Learn more about the drug that can pose risks for patients with diabetes

posted on 08/23/2022 06:00


(credit: Playback/Freepik/aleksandarlittlewolf)

Available in any Brazilian pharmacy — including on shelves — non-steroidal anti-inflammatory drugs (NSAIDs) are as consumed as painkillers. Usually purchased without a prescription, this class of medication, when used indiscriminately, can pose health risks. Scientific research recently presented at the European Society of Cardiology congress revealed that short-term intake of NSAIDs is associated with a first hospitalization for heart failure in patients with type 2 diabetes.

The work was carried out by researchers at the University Hospital of Copenhagen, Denmark, who examined medical records to identify people diagnosed with type 2 diabetes from 1998 to 2021. Patients with heart failure or a rheumatologic condition that required the use of these were excluded from the analysis. long-term medications. Information was collected on prescriptions for oral NSAIDs (celecoxib, diclofenac, ibuprofen, and naproxen) ordered before the first hospitalization for heart failure.

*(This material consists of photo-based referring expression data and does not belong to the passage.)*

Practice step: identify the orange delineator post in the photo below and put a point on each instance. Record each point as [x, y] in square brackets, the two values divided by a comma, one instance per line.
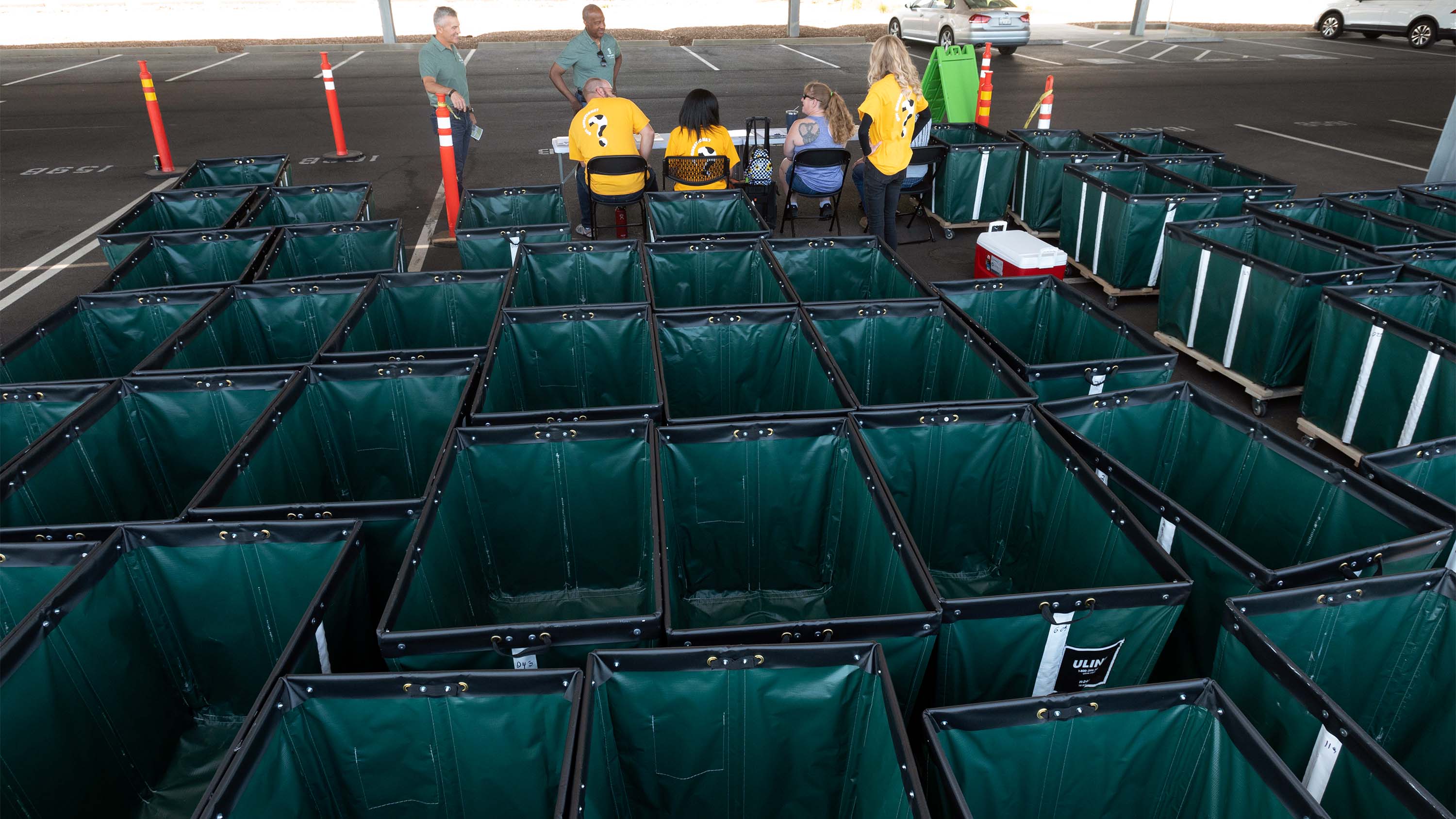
[341, 152]
[447, 161]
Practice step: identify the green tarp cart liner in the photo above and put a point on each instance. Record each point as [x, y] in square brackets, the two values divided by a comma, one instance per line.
[268, 169]
[494, 248]
[264, 327]
[1238, 505]
[797, 544]
[445, 314]
[1424, 474]
[1382, 368]
[99, 335]
[1353, 225]
[976, 180]
[580, 363]
[1044, 581]
[150, 656]
[746, 362]
[707, 274]
[463, 744]
[1352, 684]
[579, 273]
[512, 207]
[685, 216]
[1174, 750]
[1113, 217]
[1155, 142]
[30, 410]
[846, 268]
[472, 597]
[909, 351]
[1037, 200]
[308, 204]
[1237, 183]
[346, 435]
[332, 250]
[825, 739]
[181, 258]
[136, 451]
[1058, 340]
[193, 209]
[1244, 293]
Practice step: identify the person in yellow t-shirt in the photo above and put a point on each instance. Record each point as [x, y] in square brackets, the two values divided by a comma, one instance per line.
[889, 118]
[701, 133]
[608, 126]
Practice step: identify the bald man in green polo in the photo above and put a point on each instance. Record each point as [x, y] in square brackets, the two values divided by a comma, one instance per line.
[592, 54]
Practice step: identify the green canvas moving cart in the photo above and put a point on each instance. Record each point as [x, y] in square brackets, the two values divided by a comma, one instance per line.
[809, 732]
[308, 204]
[472, 597]
[1382, 368]
[190, 209]
[1058, 340]
[707, 274]
[447, 314]
[1241, 296]
[512, 207]
[1044, 152]
[746, 362]
[1113, 219]
[1238, 505]
[1175, 750]
[182, 258]
[912, 353]
[136, 451]
[685, 216]
[846, 268]
[263, 327]
[973, 185]
[1352, 685]
[554, 365]
[1237, 183]
[1044, 579]
[777, 531]
[267, 169]
[332, 250]
[348, 747]
[99, 335]
[149, 659]
[579, 273]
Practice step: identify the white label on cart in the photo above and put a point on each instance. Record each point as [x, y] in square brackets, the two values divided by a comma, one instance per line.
[1321, 763]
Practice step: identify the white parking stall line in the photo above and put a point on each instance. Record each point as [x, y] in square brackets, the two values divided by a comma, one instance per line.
[699, 57]
[1333, 148]
[810, 56]
[206, 67]
[59, 70]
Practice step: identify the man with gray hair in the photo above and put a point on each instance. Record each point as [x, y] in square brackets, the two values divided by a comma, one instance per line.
[442, 67]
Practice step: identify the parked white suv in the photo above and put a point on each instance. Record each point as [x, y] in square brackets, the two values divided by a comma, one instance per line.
[1422, 22]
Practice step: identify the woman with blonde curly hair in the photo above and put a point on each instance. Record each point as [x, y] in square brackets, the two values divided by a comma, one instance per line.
[889, 120]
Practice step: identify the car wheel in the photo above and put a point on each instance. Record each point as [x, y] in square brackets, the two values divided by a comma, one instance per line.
[1422, 33]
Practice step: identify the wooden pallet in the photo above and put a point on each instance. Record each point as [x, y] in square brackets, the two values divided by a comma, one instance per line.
[1311, 431]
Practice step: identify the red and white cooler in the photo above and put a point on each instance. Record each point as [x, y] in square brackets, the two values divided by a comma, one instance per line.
[1015, 252]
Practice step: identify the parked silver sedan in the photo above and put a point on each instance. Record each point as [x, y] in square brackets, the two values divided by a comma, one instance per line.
[947, 22]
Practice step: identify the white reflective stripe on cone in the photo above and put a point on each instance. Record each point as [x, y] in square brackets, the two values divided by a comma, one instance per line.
[1423, 388]
[1362, 382]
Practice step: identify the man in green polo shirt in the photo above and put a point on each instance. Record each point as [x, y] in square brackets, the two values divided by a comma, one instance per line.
[592, 54]
[442, 67]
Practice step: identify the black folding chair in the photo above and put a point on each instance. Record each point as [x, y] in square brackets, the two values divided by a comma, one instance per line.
[816, 158]
[628, 165]
[931, 158]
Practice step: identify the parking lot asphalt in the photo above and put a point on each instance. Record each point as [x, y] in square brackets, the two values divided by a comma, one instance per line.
[1330, 116]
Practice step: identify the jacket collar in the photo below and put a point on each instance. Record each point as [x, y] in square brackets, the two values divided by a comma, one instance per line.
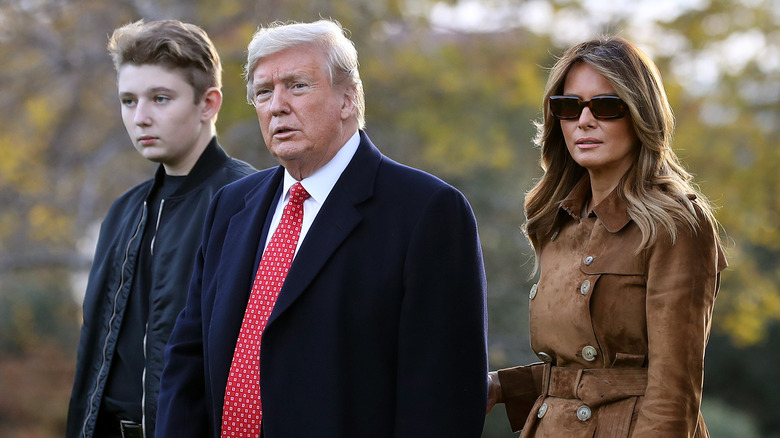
[612, 211]
[211, 160]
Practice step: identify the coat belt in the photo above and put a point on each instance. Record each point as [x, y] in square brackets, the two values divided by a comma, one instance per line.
[617, 388]
[597, 386]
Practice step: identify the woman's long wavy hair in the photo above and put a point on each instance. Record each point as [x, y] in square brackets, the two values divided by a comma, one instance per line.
[656, 187]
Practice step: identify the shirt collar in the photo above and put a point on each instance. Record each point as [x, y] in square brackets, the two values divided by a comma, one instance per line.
[612, 211]
[321, 182]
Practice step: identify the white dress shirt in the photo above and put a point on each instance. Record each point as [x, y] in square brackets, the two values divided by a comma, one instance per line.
[318, 185]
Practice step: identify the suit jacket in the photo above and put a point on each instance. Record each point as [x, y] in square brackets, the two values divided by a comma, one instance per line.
[379, 329]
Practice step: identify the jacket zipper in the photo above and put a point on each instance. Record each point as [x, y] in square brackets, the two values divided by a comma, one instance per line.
[111, 322]
[146, 329]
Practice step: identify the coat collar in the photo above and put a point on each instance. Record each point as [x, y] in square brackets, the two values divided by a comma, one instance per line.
[612, 211]
[211, 160]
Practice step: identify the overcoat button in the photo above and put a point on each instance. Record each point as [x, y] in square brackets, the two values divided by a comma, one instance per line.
[583, 413]
[588, 260]
[542, 410]
[585, 287]
[544, 356]
[589, 353]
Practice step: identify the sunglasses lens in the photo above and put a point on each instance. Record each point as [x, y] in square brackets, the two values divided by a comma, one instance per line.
[607, 107]
[565, 107]
[602, 107]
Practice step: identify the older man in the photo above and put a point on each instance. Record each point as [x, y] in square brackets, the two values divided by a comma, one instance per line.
[361, 278]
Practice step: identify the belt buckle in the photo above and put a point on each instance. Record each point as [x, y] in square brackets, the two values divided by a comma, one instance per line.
[130, 429]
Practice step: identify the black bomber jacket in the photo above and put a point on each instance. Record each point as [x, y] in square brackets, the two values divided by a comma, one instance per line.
[177, 238]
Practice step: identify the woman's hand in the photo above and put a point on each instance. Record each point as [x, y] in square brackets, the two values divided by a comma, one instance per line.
[494, 391]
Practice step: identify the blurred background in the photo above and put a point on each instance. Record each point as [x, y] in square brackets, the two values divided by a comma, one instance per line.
[452, 87]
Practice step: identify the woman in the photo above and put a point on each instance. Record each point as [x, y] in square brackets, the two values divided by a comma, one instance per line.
[630, 261]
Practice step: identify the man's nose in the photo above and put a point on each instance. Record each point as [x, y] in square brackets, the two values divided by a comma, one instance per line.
[142, 116]
[279, 102]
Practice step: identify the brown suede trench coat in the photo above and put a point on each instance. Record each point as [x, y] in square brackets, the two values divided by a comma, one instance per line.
[621, 335]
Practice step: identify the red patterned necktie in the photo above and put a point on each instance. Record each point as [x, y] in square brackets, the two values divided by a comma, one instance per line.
[243, 411]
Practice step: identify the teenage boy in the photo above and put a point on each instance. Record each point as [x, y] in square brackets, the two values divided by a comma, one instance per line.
[169, 79]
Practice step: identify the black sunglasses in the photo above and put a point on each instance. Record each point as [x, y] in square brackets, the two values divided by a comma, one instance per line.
[602, 107]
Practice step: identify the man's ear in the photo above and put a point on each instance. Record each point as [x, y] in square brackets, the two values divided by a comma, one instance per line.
[212, 102]
[349, 105]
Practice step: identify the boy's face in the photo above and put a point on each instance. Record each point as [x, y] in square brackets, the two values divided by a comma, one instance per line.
[160, 115]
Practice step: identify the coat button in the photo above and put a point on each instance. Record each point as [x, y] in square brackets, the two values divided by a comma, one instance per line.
[588, 260]
[583, 413]
[589, 353]
[542, 410]
[585, 287]
[544, 356]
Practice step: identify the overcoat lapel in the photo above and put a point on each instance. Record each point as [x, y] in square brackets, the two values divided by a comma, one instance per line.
[335, 222]
[245, 232]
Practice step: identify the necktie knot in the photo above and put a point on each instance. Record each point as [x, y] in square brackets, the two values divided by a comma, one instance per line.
[298, 194]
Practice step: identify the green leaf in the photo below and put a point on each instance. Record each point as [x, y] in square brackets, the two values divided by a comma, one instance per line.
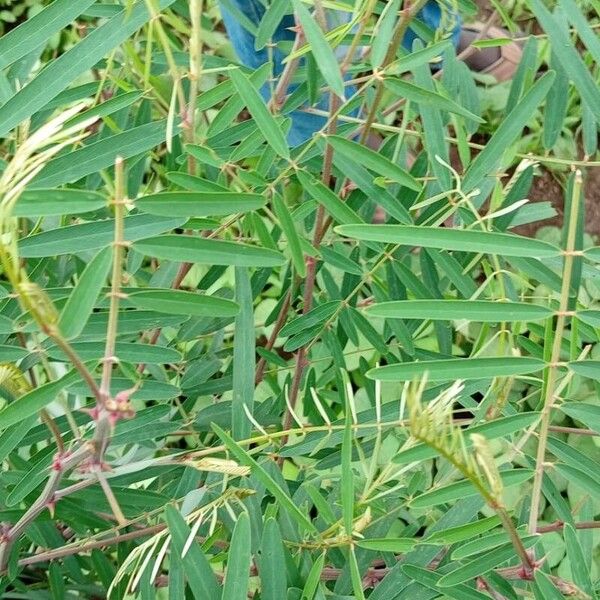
[586, 413]
[88, 236]
[430, 579]
[316, 316]
[263, 118]
[472, 310]
[506, 134]
[149, 389]
[397, 545]
[463, 532]
[10, 353]
[464, 240]
[127, 351]
[48, 203]
[31, 402]
[100, 155]
[579, 570]
[589, 485]
[593, 253]
[480, 545]
[106, 108]
[265, 479]
[568, 56]
[244, 356]
[239, 560]
[586, 368]
[544, 589]
[200, 576]
[36, 31]
[462, 489]
[590, 317]
[483, 563]
[81, 57]
[178, 302]
[314, 576]
[272, 569]
[458, 368]
[198, 204]
[347, 477]
[491, 430]
[325, 57]
[78, 308]
[413, 92]
[332, 203]
[286, 223]
[184, 248]
[374, 161]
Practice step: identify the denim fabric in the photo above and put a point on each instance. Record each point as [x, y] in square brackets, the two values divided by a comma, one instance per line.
[304, 125]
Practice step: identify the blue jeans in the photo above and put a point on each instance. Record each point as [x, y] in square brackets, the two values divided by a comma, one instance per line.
[246, 14]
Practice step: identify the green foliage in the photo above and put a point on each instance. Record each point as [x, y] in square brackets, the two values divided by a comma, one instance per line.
[233, 368]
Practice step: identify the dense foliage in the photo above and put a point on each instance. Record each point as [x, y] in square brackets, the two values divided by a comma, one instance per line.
[223, 376]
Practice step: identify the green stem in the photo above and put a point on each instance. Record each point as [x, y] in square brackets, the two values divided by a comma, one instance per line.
[552, 367]
[115, 292]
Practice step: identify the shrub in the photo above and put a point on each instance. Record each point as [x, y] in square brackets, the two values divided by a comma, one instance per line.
[220, 378]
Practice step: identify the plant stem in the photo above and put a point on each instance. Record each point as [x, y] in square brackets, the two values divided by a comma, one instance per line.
[196, 9]
[407, 15]
[115, 291]
[64, 463]
[552, 367]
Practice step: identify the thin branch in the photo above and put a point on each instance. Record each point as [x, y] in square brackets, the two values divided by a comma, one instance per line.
[115, 292]
[552, 370]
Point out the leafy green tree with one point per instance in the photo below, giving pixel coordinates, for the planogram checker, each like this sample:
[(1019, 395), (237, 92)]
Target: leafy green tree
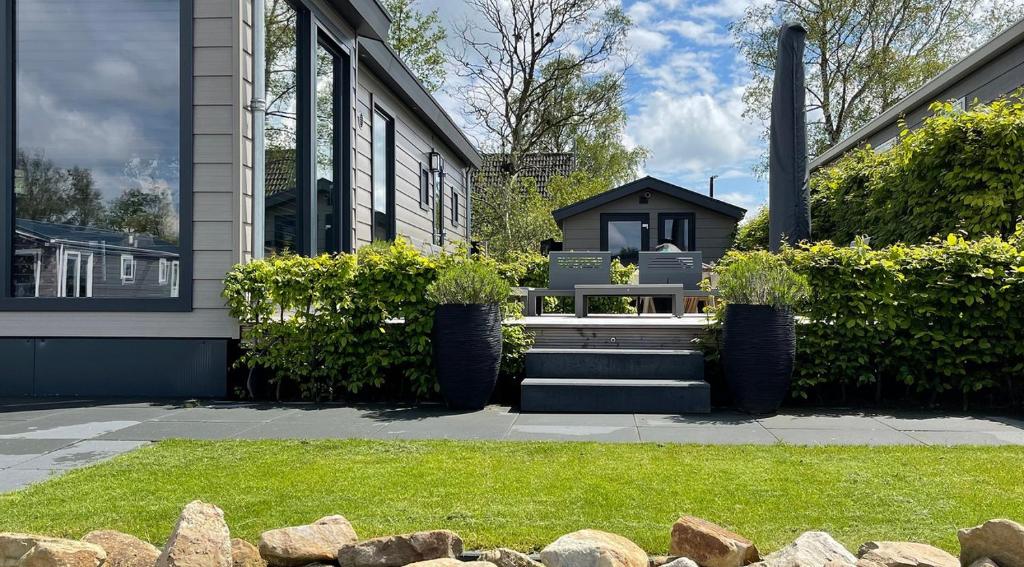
[(417, 38), (862, 55)]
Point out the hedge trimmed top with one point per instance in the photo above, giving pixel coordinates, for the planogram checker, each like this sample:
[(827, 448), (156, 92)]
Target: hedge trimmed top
[(958, 171)]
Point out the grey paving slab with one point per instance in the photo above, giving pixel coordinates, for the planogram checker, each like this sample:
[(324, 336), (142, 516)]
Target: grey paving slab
[(600, 420), (969, 437), (79, 454), (728, 434), (716, 419), (15, 480), (844, 437), (843, 422), (478, 425), (15, 451), (947, 423), (245, 413), (312, 430), (40, 429), (158, 431)]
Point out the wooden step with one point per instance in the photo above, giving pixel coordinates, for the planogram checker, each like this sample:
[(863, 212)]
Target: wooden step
[(617, 363), (615, 396)]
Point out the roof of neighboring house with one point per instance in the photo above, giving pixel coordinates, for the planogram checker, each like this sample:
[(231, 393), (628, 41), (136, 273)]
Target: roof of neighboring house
[(94, 236), (541, 166), (393, 73), (928, 92), (654, 184)]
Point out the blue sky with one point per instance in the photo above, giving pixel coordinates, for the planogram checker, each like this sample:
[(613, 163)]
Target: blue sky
[(685, 94)]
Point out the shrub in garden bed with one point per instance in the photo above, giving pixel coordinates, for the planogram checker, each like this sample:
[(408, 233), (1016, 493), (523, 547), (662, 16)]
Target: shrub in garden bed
[(344, 324), (927, 323)]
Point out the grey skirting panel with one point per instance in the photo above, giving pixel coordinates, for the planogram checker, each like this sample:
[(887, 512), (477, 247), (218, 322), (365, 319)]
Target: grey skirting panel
[(114, 367)]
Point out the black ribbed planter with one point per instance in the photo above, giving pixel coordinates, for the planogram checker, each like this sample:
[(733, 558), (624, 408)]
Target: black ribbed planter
[(467, 352), (759, 344)]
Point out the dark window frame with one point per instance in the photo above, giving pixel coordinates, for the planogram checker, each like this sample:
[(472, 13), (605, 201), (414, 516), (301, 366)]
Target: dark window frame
[(691, 227), (613, 217), (340, 99), (455, 207), (388, 173), (7, 150)]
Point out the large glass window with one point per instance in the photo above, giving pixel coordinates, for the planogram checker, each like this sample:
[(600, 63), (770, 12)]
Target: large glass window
[(677, 229), (625, 235), (97, 148), (383, 164), (282, 214)]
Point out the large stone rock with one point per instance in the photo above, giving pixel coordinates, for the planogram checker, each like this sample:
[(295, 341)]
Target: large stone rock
[(591, 548), (302, 544), (245, 554), (124, 550), (903, 554), (64, 553), (711, 544), (200, 538), (14, 546), (396, 551), (449, 562), (504, 557), (812, 549), (1000, 540)]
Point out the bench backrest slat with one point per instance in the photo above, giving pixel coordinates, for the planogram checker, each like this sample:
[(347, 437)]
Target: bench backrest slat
[(566, 269), (672, 267)]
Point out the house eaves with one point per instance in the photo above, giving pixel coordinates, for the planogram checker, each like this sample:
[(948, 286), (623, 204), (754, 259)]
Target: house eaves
[(393, 73), (654, 184), (927, 93)]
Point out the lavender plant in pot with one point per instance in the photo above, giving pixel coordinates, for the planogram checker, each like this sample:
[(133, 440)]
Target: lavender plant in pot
[(759, 341), (467, 336)]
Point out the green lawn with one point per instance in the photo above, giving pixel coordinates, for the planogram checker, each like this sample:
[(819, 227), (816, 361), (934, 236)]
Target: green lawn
[(525, 494)]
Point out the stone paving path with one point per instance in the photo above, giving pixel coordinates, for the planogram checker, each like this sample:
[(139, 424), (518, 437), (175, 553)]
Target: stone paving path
[(41, 438)]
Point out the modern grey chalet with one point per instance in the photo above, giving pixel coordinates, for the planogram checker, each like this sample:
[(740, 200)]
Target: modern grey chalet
[(638, 216), (140, 160), (994, 70)]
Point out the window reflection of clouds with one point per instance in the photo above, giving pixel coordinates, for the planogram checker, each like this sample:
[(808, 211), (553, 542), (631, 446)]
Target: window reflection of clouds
[(98, 85)]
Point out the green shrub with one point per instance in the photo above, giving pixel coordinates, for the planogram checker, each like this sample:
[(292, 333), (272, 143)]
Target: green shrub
[(759, 278), (468, 282), (960, 171), (922, 323)]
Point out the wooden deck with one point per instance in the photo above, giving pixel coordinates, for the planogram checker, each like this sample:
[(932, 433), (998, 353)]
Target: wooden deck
[(629, 332)]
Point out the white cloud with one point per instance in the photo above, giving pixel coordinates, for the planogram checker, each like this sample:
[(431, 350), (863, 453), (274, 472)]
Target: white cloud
[(693, 135), (643, 41)]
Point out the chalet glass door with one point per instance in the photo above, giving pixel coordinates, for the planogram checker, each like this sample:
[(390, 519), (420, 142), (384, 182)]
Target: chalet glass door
[(626, 235)]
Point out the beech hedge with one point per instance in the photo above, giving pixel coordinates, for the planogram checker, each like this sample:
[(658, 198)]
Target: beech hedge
[(958, 171), (923, 324)]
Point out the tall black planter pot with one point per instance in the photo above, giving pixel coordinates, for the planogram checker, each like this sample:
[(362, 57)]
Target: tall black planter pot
[(759, 345), (467, 352)]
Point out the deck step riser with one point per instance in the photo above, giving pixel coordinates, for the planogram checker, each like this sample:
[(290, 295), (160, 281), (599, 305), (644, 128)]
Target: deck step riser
[(615, 364), (583, 397)]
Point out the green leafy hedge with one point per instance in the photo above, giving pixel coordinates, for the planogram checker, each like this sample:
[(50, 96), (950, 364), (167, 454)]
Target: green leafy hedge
[(910, 322), (960, 171)]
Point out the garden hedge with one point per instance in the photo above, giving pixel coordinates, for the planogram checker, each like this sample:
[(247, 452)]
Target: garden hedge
[(927, 323), (351, 322), (958, 171)]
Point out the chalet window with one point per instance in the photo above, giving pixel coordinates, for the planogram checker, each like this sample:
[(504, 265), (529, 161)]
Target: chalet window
[(306, 157), (96, 118), (455, 208), (127, 268), (383, 173), (678, 229)]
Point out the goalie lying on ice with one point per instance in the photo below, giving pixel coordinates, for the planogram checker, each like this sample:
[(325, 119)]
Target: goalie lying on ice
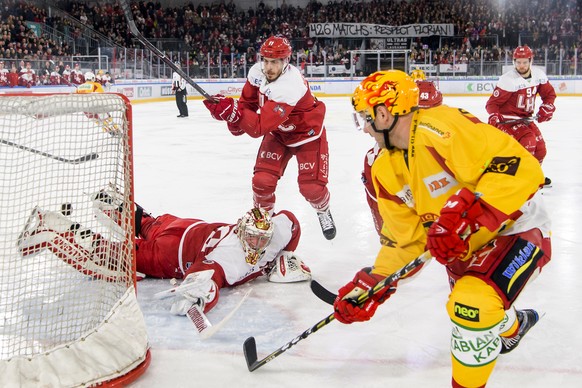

With a specific methodology, the scientists detected that the use of these drugs in the short term had a statistical association with the risk of developing the condition. “In our study, approximately one in six patients with type 2 diabetes claimed to have used at least one NSAID within a year,” said Dr Anders Holt, first author of the research. The researcher also pointed out that, in general, the recommendation is to always consult a health professional before starting a new drug. “With the results, we hope to help clinicians mitigate risk when prescribing this drug class,” he concluded.

The study included 331,189 patients with type 2 diabetes. The mean age was 62 years and 44% were women. During the first year, 16% of those reported using a prescription for NSAIDs, while 3% had received prescriptions three times in the same period. Over 5.85 years, 23,308 participants were admitted with heart failure for the first time.

Holt noted that data on over-the-counter anti-inflammatories were not included in the study. But she stressed that “the limitation likely had no impact on the results, as an earlier report found that over-the-counter NSAIDs comprise a small proportion of total usage.” The researcher concluded that the research was observational and that it is not possible to confirm that the drugs cause heart failure in patients in this group. He highlighted, however, that the results suggest a potential risk to be considered. “The data indicate that it may be safe to prescribe short-term NSAIDs for patients under 65 years of age and those with well-controlled diabetes.”